Hype around Generative AI has exploded – but we’re only beginning to understand the implications for software products, user experiences, and the risks of excluding people.
The good: meaningful results for everyone
For most of the history of software, to use any application you had to understand the graphical user interface (GUI) and have some concept of the underlying data or system. The new interaction model of prompt based, conversational AI changes all that.
Any user can type a natural language question and the AI can generate a meaningful response – often at impressive levels of quality and depth – users no longer need to learn the system. This is a far cry from the first generation of conversational user interfaces or natural-language chatbots which often frustrated users with their lack of capability, generative AI models are now able to fulfill that early promise.
I can’t overstate how much of a big deal it is – not just in direct to consumer products, but in the vast world of enterprise IT products we use every day. It’s currently difficult for employees to do what they need to do in internal systems:
Generative AI and large language models (LLM) enable a significant shift in the capabilities of these systems. Instead of learning PowerBI reports, Tableau or Salesforce – an employee can ask the system: “show me the Q4 sales numbers” and be presented with relevant data and charts.
But, the GUI isn’t going away. Lots of users still need the precise control and fine adjustments you get with a GUI – especially those who create content rather than just manipulate or consume it, but for the majority of users in the majority of use cases: this is the future.
The bad: the “hit and hope” experience
It’s sometimes hard with this new LLM paradigm to get exactly what you want.
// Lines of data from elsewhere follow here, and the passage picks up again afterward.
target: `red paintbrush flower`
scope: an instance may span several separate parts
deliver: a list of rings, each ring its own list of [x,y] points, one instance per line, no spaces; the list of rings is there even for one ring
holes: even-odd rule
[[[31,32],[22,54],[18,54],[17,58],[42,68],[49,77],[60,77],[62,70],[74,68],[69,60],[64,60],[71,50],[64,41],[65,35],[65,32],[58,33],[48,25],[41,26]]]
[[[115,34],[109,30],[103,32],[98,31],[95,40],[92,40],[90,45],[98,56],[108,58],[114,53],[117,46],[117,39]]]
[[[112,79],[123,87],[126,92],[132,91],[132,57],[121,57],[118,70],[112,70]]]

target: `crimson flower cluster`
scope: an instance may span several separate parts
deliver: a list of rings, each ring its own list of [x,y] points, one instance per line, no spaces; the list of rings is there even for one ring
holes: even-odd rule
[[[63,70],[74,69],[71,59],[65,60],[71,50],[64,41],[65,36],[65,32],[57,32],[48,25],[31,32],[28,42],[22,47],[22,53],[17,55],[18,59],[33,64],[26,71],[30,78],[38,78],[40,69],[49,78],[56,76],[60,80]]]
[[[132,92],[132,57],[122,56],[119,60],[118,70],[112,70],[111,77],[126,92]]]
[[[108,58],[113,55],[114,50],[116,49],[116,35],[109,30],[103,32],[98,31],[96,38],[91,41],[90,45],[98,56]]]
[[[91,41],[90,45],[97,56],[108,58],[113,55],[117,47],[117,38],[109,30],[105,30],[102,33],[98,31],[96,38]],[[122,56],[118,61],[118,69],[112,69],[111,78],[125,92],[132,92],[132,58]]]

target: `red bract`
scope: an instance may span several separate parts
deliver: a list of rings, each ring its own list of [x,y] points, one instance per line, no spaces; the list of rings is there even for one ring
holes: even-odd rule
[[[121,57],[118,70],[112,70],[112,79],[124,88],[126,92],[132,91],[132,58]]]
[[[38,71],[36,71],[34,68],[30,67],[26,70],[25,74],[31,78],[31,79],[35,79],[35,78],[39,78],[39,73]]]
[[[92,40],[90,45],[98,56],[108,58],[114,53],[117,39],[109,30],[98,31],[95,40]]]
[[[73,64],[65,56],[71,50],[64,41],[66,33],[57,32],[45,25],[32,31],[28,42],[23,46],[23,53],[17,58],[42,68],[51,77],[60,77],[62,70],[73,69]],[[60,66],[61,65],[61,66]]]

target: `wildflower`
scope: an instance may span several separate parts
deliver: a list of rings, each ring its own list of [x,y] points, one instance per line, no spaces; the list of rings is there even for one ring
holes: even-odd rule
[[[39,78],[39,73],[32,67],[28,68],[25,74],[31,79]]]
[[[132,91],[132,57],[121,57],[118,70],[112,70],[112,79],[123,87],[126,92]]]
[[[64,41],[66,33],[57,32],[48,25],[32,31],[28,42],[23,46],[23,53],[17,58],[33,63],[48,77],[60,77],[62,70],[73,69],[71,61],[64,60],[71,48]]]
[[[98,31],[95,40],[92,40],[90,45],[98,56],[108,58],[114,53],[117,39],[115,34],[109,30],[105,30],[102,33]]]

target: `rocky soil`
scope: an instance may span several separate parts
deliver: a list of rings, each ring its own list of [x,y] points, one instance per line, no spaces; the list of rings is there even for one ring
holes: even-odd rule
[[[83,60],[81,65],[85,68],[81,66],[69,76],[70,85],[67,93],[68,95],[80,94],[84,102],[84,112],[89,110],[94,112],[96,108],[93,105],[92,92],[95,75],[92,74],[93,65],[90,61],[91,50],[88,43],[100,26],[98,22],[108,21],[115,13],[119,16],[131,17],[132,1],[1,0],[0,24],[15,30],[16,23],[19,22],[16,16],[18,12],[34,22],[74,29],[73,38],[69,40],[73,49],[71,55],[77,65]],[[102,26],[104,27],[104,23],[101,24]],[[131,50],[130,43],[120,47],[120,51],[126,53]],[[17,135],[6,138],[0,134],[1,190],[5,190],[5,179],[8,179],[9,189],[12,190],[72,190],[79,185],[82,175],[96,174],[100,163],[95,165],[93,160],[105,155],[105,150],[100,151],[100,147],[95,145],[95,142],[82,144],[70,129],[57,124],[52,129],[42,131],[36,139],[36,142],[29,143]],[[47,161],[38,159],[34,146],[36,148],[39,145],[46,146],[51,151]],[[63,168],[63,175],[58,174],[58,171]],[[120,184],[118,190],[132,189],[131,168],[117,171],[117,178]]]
Crafting prompts is a skill that takes practice, and it’s often very opaque – which prompts are better than others?
The large language model that powers many forms of generative AI is a “black box”, a closed system that users have to try to tease the right result from. This is expected to become easier over time. Many leading models already supplement user’s inputs with a “meta prompt” designed to add guard rails and improve accuracy.
Writing and adjusting prompts will become more important over time – just as writing good Google searches has been highly advantageous for the last decade.
The ugly: the users who get left behind
It’s obvious that writing prompts requires you to write specific sentences in English (or the supported language of the model) – but what if you can’t write well? Or you write in a language that the LLM doesn’t understand?
30 million adults in the United States have a “below basic” level of literacy, with 11 million of those classed as “non literate”1.
It’s a similar picture across the world, varying from country to country: but a significant proportion of people can’t write well-formed sentences. Right now, they can click and tap their way around accessible websites and apps to perform important tasks – if that interface becomes solely a prompt-based one, they’ll be at a disadvantage, excluded from vital experiences that form part of everyday life.
Again, this is an area where meta prompts can help refine user input into a more meaningful question for the generative AI to tackle, but it’s still a major usability barrier compared to a GUI.
Don’t throw accessibility away
As user experience professionals navigate this new era of computer interfaces, we must take care. In our excitement at the new possibilities we must not throw away the progress we’ve made in building friendly, inclusive experiences that benefit the widest possible section of society.